La Cour a trouvé une autre lacune majeure dans la disposition 488.1(4) b), laquelle permet au procureur général d’examiner les documents saisis lorsque le juge est d’avis que cela l’aidera à rendre sa décision sur le caractère privilégié du document. La Cour a conclu que « le danger que des renseignements privilégiés soient communiqués à l’État au cours d’une enquête criminelle l’emporte largement sur tout avantage pour l’administration de la justice qui pourrait découler du fait que le ministère public serait en meilleure position pour aider la cour à statuer sur l’existence du privilège »[545]. 
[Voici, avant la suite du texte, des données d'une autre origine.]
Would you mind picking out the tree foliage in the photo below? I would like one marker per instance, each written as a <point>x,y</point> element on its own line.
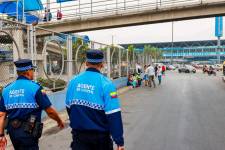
<point>154,52</point>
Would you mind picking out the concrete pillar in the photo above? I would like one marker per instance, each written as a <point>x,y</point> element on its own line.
<point>18,37</point>
<point>69,57</point>
<point>120,62</point>
<point>108,63</point>
<point>127,62</point>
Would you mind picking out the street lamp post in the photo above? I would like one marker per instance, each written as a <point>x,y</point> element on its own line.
<point>171,59</point>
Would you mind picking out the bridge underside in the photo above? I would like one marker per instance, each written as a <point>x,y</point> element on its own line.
<point>118,19</point>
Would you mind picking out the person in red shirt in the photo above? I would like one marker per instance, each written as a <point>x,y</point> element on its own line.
<point>59,15</point>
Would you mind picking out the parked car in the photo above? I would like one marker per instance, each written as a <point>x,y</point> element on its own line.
<point>170,67</point>
<point>187,69</point>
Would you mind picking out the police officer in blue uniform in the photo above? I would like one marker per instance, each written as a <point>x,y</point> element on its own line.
<point>22,103</point>
<point>93,108</point>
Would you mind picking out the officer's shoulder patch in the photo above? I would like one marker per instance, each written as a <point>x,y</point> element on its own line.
<point>113,94</point>
<point>37,83</point>
<point>43,91</point>
<point>7,85</point>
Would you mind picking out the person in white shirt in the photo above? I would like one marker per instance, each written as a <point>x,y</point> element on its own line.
<point>138,68</point>
<point>145,75</point>
<point>159,74</point>
<point>151,74</point>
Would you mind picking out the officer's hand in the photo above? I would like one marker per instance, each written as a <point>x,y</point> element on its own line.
<point>3,143</point>
<point>61,124</point>
<point>120,148</point>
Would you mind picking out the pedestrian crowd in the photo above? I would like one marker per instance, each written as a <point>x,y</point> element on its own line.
<point>146,76</point>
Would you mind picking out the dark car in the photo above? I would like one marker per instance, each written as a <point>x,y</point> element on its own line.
<point>187,69</point>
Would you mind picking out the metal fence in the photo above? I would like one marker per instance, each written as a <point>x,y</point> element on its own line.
<point>57,56</point>
<point>91,8</point>
<point>13,43</point>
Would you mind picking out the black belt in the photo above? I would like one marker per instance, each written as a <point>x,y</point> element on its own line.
<point>16,123</point>
<point>90,133</point>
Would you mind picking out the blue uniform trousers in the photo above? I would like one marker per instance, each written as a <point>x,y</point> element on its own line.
<point>22,140</point>
<point>89,140</point>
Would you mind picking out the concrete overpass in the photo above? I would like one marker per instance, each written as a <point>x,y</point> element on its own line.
<point>144,15</point>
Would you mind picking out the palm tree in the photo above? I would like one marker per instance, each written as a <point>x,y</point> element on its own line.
<point>154,52</point>
<point>79,48</point>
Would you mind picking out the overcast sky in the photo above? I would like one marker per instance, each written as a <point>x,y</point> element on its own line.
<point>199,29</point>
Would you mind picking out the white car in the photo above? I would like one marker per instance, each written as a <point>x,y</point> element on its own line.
<point>171,67</point>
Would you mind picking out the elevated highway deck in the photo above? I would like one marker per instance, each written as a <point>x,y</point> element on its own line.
<point>137,15</point>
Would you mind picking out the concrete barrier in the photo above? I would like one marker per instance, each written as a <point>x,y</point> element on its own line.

La Cour a invalidé les dispositions puis a formulé les principes qui régissent la légalité, en common law, des perquisitions dans des cabinets d’avocats jusqu’à ce que le législateur juge bon d’adopter de nouvelles dispositions législatives sur la question[546]. Si la Cour établit clairement qu’il existe plusieurs moyens de rédiger des dispositions constitutionnelles sur les perquisitions dans des cabinets d’avocats, elle précise ce qui suit à propos de l’objectif des principes et du rôle qu’ils jouent dans l’adoption de toute procédure future : 

Ces principes généraux doivent aussi guider les choix législatifs que le législateur peut vouloir examiner à cet égard. Comme celles qui ont été formulées dans Descôteaux, […] les lignes directrices qui suivent visent à refléter les impératifs constitutionnels actuels en matière de protection du secret professionnel de l’avocat et à régir à la fois l’autorisation des perquisitions et la manière générale dont elles doivent être effectuées[547]. [citation omise]
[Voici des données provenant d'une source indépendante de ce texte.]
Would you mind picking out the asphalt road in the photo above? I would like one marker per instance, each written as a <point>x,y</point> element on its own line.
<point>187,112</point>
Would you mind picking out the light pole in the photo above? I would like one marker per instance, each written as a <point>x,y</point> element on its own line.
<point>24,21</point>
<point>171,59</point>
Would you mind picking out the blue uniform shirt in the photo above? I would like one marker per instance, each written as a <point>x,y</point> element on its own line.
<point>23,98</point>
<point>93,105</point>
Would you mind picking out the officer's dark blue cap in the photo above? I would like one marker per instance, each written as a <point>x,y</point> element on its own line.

Comme l’indique M. Libman, on ignore si les mécanismes réglementaires tels que ceux de la Loi seraient traités différemment s’ils étaient déclarés contraires à l’article 8 de la Charte. 

Même si la réglementation peut s’accommoder d’attentes moins élevées en matière de protection de la vie privée pour que le critère du caractère raisonnable puisse être évalué de cette manière, les inquiétudes liées au privilège du secret professionnel de l’avocat et l’importance de le protéger lors de l’exécution d’un mandat pourraient tout autant justifier une plus grande protection[548]. (Traduction libre)          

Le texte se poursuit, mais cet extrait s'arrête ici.